In order to discuss the roots of yoga or whether yoga springs from Hinduism, let’s keep some dates in mind: Vedicism, 1500-500 BCE; Tantricism and Hinduism, 500-1000 CE.
Sages (munis) and ascetics (yatis) lived in ancient India before the time of the Upanisads. Prof. Joshi writes that “the Rgveda describes a muni who practiced meditation and led an austere life. He is said to be ‘long-haired’ and probably wore a beard. The munis either lived naked or wore … dirty garments and were experts in techniques of silent ecstasy.” (Joshi, p.27)
This was the culture — pre-Hinduism — that birthed the beginnings of yoga.
In part 1 I wrote about Stephen Cope’s talk on the history of yoga during my training at Spirit Rock. He drew a yoga timeline from the Vedas to the explosion of yoga after 1975 when Yoga Journal was first published. He emphasized that the renouncers of the Vedic rituals, these sramanas, starting from the 8th Century BC, used their own bodies and minds as laboratories for the direct experience of yoga and for the research on the nondualism of body and mind.
My KYM teachers taught that Samkhya and yoga are closely related. Prof. Joshi writes:
“In later Brahmanical tradition these two systems [Samkyha and yoga] are generally mentioned together.

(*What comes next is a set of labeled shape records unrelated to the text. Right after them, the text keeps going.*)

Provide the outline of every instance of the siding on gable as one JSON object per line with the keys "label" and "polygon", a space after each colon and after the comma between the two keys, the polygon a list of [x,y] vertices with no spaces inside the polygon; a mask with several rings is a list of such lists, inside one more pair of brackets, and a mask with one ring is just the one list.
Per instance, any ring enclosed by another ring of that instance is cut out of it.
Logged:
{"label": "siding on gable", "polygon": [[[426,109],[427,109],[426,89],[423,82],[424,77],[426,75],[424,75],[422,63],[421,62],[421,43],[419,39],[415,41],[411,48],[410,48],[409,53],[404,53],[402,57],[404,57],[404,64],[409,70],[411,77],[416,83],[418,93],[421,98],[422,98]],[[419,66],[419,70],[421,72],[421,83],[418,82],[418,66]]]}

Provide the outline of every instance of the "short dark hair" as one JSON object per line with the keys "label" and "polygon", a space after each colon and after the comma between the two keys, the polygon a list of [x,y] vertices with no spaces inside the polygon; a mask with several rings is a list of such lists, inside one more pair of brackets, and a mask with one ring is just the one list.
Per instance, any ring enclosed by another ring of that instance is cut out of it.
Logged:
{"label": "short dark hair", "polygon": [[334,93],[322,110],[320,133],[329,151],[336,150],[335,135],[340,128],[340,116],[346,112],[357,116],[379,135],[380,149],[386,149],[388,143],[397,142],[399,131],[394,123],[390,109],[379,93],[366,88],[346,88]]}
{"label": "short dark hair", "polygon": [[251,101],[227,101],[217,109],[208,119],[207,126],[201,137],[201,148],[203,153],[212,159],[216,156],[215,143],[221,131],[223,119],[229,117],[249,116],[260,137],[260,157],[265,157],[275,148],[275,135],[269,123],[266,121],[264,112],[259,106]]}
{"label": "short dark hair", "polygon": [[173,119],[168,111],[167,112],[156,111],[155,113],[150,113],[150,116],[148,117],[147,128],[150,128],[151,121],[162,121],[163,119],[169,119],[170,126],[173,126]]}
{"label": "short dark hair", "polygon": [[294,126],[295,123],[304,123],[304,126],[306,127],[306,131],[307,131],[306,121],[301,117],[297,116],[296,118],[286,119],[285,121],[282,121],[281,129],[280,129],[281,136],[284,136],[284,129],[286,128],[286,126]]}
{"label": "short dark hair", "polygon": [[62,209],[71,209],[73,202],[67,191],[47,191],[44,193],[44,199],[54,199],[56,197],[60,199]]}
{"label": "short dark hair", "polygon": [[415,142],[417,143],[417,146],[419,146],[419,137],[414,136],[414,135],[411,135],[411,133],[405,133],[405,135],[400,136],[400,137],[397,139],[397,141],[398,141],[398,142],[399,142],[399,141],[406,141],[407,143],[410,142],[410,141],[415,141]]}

Yoga as a way of religious perfection is older than the Yoga system of thought now associated with Patanjali’s Yogasutras (cir. 300 CE.) Yoga as a way was an essential element of Sramanic culture. Yoga is therefore of non-Brahmanical and non-Aryan origin. The munis and yatis of Vedic age practiced yoga and dhyana. This is clear from the Rgveda… The early Yoga was possibly identical with Buddhist Yoga or the way of meditation. As it belonged to the non-Vedic Sramanic tradition, the early Yoga was possibly non-theistic and ascetic.” (Joshi, p.33)

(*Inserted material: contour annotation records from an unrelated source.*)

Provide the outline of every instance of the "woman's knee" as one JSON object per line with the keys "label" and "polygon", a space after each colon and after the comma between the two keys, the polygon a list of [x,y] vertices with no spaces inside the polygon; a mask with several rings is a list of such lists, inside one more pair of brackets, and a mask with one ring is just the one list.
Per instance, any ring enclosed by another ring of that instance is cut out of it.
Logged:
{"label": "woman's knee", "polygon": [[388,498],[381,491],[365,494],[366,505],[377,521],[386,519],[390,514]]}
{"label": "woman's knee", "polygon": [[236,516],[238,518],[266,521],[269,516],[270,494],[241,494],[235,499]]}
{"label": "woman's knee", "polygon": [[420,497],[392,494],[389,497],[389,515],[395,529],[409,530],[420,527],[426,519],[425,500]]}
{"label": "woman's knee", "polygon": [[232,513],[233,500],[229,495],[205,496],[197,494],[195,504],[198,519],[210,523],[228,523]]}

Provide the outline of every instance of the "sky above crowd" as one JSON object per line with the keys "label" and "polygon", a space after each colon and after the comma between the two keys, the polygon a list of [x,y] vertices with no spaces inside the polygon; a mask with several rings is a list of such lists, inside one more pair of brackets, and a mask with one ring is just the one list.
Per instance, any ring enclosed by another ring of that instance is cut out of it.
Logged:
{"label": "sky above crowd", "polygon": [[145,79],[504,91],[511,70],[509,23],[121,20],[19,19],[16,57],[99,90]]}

Cope taught that Patanjali wrote the Sutras as a treatise for advanced yoga students and reminded us that only three sutras mention asana, the rest are about meditation and the human experience. So when it is commonly said that “yoga is 5000 years old”, that is not true because it was not until the Middle Ages (1300 app.) when the Hatha Yoga Pradipika was written followed by the Geranda-Samhita (1600 app.) and the Shiva-Samhita (1700 app.) that the yoga poses we are familiar with today were revealed.
The Sutras are not about asana practice but about uncovering the roots of human suffering. Yoga and Buddhism both grew out of the same cultural milieu of India as a reaction to the dogma of the Vedic and Brahmin culture. Buddha lived about 700 years before Patanjali wrote the Sutras but given the religious atmosphere of India at that time, it would have been impossible for Patanjali not to have been influenced by Buddhist thought. In his essay Prof. Joshi writes that the Mahabharata (which the Bhagavad Gita is part of) was compiled during the period when Buddhism flourished most in India, during 400 BCE to 400 CE: “the present form of the Mahabharata, with its ethics and philosophy, would have been impossible without Buddhism.” (Joshi, p.13.)

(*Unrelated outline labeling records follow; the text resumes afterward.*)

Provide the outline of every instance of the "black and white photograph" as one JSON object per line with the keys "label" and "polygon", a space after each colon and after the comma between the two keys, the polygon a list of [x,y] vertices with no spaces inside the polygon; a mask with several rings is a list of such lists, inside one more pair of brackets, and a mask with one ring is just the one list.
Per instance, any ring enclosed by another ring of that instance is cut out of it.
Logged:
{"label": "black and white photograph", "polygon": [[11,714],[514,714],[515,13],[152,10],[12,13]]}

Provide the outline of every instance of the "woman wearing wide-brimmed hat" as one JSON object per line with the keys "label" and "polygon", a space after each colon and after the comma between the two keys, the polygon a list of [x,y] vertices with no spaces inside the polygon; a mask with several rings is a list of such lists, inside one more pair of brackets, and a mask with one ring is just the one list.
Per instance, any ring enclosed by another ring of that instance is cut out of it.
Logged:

Both the Sutras and Buddhism seek to uncover the roots of human suffering. When Buddha said that “second hand answers have no power to transform”, he was talking about direct insight into known experience, the known experience of sitting and watching the breath, watching the body in the body, and the breath in the breath.
Sounds like yoga (asana-pranayama-meditation) to me. It seems that if anyone should “take back yoga”, it should be my ash-covered friends in the photo above because it was their pre-Hindu forebears who saw yoga as a path of liberation via one’s own efforts rather than through being born into the right caste or through the rites and rituals of Vedic Brahmanism.